Festgehalten in dem „Zukunftstarifvertrag 2024+“ sind aber auch Zusagen von der Unternehmensseite. Dazu gehört ein klares Bekenntnis zum Standort Oberderdingen, insbesondere zu der Induktions- und Dickschicht-Fertigung, erläuterte CEO Hörsting. E.G.O. verpflichtet sich hierbei, den Großteil der Fertigung, der Kompetenzzentren, der Logistik sowie des Anlagenbaus am Stammsitz zu erhalten. Die Produktion von Thermostaten sowie von Kochplatten soll dagegen nach Kroatien und Slowenien verlagert werden.

Weitere Investitionen werde es durch die Ausweisung von 20 jährlichen Ausbildungsplätzen geben. Und: Mitarbeitende, die aktuell einen befristeten Arbeitsvertrag haben, bekommen eine unbefristete Anstellung, ergänzte Lintner.

"Wie ein Trampolin, das Schläge abbekommt"

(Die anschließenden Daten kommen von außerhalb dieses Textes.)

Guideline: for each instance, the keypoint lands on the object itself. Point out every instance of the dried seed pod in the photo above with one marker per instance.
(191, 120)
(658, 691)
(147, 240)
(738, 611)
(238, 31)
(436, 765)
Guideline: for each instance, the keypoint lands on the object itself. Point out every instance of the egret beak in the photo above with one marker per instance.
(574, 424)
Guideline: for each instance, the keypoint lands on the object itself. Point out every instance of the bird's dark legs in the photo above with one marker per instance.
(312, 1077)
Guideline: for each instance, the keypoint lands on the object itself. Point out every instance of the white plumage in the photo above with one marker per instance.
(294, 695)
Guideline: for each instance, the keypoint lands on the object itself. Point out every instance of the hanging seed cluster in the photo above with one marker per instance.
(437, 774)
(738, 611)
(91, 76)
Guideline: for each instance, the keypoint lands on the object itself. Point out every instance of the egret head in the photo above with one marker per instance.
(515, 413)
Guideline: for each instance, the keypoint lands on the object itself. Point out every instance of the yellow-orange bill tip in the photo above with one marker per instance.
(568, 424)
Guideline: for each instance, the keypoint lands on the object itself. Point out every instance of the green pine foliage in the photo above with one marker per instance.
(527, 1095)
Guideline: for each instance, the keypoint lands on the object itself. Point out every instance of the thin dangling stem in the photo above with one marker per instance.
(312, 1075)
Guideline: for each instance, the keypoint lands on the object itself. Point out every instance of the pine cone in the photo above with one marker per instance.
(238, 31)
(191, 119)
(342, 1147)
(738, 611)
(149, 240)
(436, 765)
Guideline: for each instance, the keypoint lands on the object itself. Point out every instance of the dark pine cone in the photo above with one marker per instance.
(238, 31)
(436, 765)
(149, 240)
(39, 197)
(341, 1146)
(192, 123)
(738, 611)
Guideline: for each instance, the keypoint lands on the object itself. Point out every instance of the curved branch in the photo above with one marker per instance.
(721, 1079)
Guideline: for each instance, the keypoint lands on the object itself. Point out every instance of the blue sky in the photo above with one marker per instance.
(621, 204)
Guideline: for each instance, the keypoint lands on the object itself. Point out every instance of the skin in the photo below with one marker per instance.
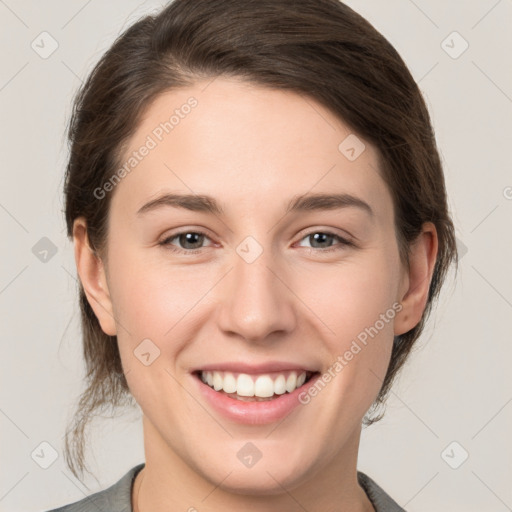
(253, 149)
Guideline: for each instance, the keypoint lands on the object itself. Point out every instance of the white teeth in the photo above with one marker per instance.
(291, 382)
(280, 385)
(263, 386)
(217, 381)
(229, 385)
(244, 385)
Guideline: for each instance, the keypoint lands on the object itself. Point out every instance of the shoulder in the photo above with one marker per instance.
(116, 498)
(379, 498)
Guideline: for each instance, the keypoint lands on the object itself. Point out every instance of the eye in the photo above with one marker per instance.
(191, 241)
(322, 237)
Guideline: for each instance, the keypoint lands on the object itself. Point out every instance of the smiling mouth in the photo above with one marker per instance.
(255, 388)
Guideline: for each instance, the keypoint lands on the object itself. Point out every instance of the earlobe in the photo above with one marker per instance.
(93, 278)
(414, 294)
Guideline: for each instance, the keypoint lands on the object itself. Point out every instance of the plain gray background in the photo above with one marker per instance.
(456, 387)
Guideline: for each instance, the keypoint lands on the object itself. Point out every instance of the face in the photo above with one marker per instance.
(258, 288)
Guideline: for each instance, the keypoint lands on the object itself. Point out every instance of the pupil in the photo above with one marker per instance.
(320, 235)
(188, 238)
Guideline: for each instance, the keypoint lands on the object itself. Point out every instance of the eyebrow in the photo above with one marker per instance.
(305, 202)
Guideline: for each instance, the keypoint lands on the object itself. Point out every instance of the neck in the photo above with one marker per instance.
(168, 483)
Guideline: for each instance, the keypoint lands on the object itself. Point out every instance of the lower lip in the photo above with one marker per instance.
(253, 413)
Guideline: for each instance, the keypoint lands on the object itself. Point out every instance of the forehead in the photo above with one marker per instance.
(246, 145)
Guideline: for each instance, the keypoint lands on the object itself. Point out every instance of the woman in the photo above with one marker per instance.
(260, 224)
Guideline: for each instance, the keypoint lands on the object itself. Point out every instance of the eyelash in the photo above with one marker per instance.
(167, 242)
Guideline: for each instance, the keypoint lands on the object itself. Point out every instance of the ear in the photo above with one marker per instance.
(93, 278)
(416, 282)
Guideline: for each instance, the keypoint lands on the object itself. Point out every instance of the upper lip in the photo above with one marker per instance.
(251, 368)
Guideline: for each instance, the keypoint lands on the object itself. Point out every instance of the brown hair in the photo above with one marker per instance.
(319, 48)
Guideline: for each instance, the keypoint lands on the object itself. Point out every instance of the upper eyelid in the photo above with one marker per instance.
(344, 238)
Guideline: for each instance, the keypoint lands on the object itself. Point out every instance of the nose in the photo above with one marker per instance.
(256, 303)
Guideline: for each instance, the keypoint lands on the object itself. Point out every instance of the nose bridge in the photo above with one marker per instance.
(255, 301)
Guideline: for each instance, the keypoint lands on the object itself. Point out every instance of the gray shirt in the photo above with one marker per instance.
(117, 498)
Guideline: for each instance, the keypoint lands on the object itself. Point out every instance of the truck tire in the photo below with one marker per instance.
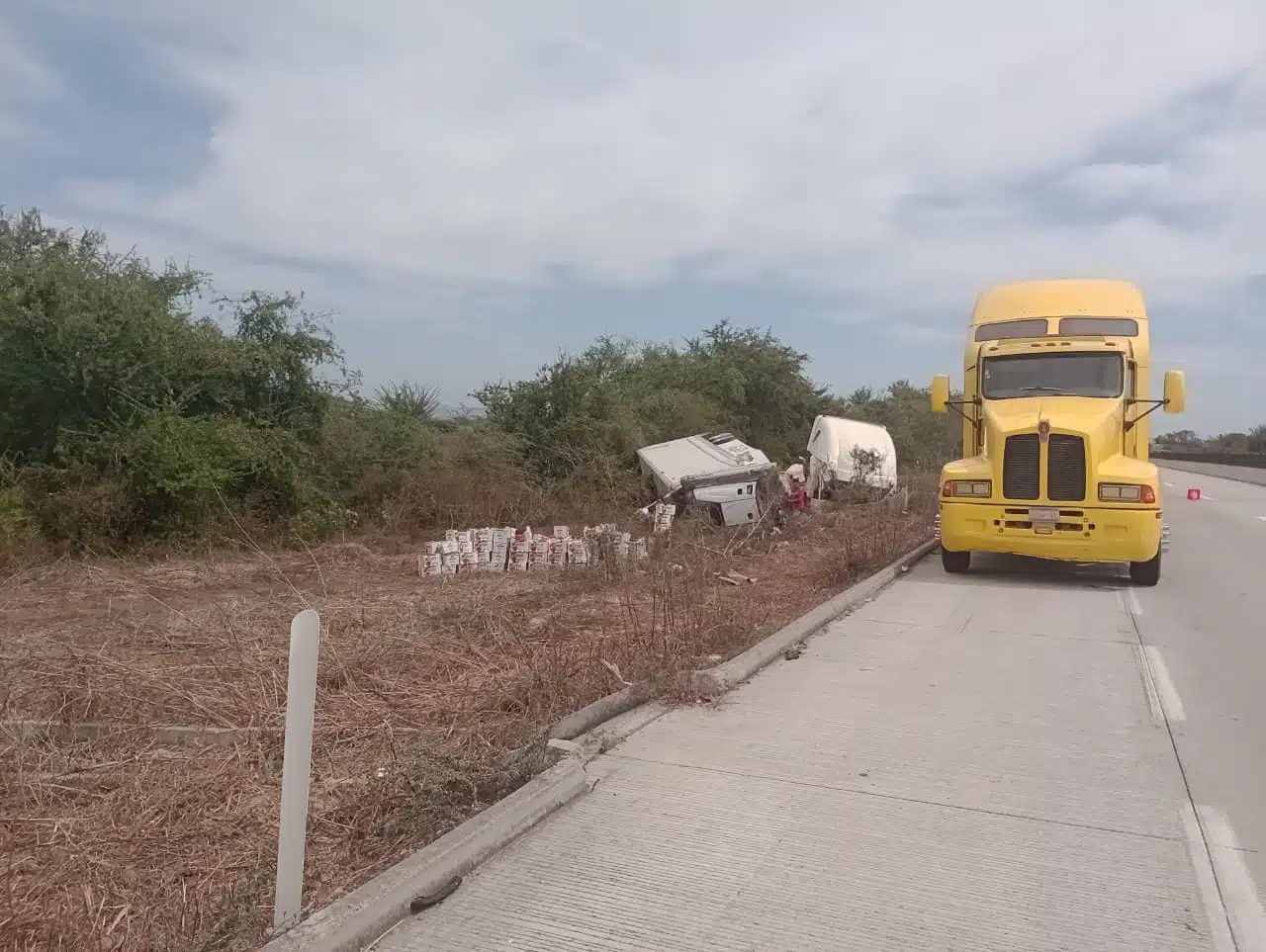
(1146, 572)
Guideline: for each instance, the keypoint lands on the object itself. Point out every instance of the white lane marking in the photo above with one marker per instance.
(1170, 702)
(1153, 699)
(1235, 884)
(1207, 883)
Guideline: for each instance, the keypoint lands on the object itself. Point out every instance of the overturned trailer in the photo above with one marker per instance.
(715, 470)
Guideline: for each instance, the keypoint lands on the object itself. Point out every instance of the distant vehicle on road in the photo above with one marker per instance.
(1054, 407)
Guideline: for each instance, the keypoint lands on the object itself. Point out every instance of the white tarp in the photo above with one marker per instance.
(831, 455)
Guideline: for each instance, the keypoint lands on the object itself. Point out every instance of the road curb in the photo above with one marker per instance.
(351, 923)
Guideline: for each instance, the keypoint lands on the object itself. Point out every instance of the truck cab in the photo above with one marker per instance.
(1054, 405)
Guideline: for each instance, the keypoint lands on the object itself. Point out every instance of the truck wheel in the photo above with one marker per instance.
(1146, 572)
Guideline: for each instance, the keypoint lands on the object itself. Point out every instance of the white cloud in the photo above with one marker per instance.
(493, 142)
(24, 80)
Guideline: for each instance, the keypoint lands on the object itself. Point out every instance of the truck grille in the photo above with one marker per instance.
(1066, 469)
(1021, 465)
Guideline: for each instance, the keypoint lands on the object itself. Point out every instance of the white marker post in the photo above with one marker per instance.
(297, 768)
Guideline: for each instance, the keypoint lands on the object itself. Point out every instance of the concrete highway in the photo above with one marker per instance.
(1026, 757)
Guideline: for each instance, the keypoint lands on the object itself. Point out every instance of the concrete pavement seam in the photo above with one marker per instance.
(369, 911)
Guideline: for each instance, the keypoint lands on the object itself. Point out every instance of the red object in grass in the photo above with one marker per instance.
(796, 499)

Vonseiten der Arbeitnehmervertreter klang die Einschätzung der Lage ernüchternder. Dirk Becker, der erste Bevollmächtigte von IG Metall Bruchsal, ordnete die Anpassungsmaßnahmen als „schmerzhafte Einschnitte für die Kolleginnen und Kollegen“ ein. Bis man zu dem nun vorliegenden Ergebnis gekommen war, hätte es viele Gespräche mit den Mitarbeitenden gegeben, berichtete er. Dabei habe man sich zuweilen gefühlt „wie ein Trampolin, das Schläge abbekommt – die oftmals eigentlich der Geschäftsführung galten“, ergänzte der Betriebsratsvorsitzende von E.G.O., Marcus Kornherr.

Kernkompetenz Anlagenbau bleibt in Oberderdingen

Bei den Gesprächen mit den Mitarbeitenden hätten sich die Sicherung der Beschäftigung sowie die Zukunftssicherung des Standortes als wichtige Pfeiler herausgestellt. Becker bedauerte, dass die Gewerkschaft nicht alle Forderungen umsetzen konnte, wie die Verhinderung der Verlagerung der Thermostat- und Kochplattenfertigung. Der Gewerkschafter sah dennoch eine „gute Perspektive in der Produktion“ und zeigte sich zufrieden darüber, dass die Kernkompetenz des Anlagenbaus in Oberderdingen verbleiben werde.

Grundentgelt wird nicht angetastet

Kornherr dagegen freute sich darüber, dass der „Zukunftstarifvertrag 2024+“ nicht das Grundentgelt der Mitarbeitenden antasten würde. Die verhandelten Ergebnisse würden wehtun, räumte er ein, seien aber dennoch verschmerzbar.

Konkrete Einsparungen nicht beziffert

Wie viel E.G.O. letztlich durch die neuen vertraglichen Vereinbarungen einspart, konnte CEO Hörsting nicht konkret beziffern. Sollten die nun getroffenen Anpassungsmaßnahmen gut anlaufen, gebe es jedenfalls eine Rückzahlungsoption. „Dann können die Mitarbeitenden einen Betrag zurückbekommen“, so Kornherr, ohne eine konkrete Summe zu nennen.